The country is preparing a tender for the second phase of the Quarzazate solar plant after awarding the contract for the 160 megawatt first phase late last year.
The new tender will call for a further 300MW worth of solar power capacity. Initial bids will be solicited next month, and the tender will be floated soon after.
The contract will be awarded late this year or early next year, said Fouad Douiri, Morocco's minister of lands, mines and energy.
Further tenders will be launched in March, when four wind farms with a total capacity of 850MW will be put to the market.
Morocco's activity dwarfs anything under way elsewhere in the Middle East. Overall, the government wants a total of 6,000MW of renewable energy to flow into the grid by 2020.
The minister expects that Morocco will, over time, be integrated into a market for renewable energy stretching throughout the Mediterranean rim and Europe.
"Opening the market is very important to developing renewables. It means that we will export, and import," said Mr Douiri.
An international market will stimulate competition and keep prices down, while countries benefit from interconnection by shifting excess capacity garnered during peak daylight hours.
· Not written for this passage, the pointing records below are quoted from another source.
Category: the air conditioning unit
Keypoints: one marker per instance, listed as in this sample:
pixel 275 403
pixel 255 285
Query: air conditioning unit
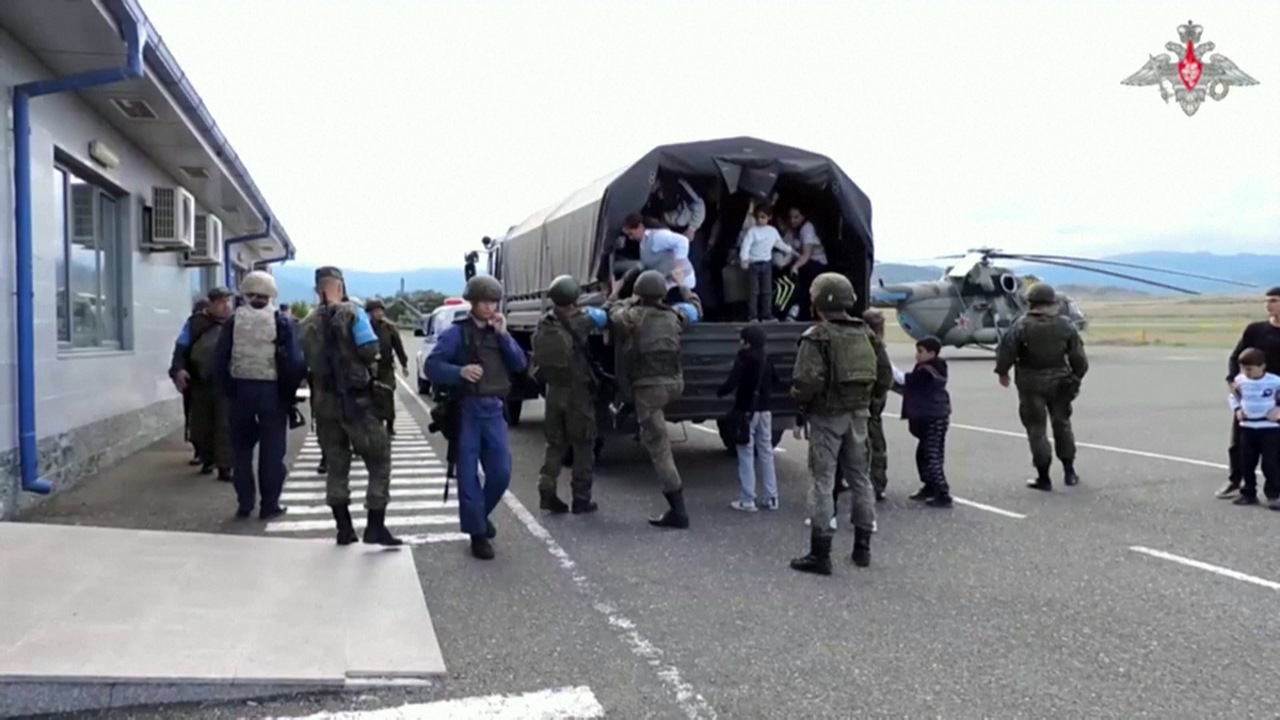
pixel 209 242
pixel 173 219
A renewables market spanning the Mediterranean was first envisioned by Desertec, an initiative by European industry and governments that called for vast imports of solar power from North Africa.
The concept has since shifted to take into account domestic needs in the Maghreb, and Mr Douiri said he was optimistic that it would become a reality.
"In the midterm, I'm sure we'll find agreement with Spain, Italy, France, Germany and other companies, and that our energy operators will be in a cooperation-competition situation," he said.
Morocco and other countries in North Africa are turning to renewable energy in the absence of huge resources of hydrocarbons.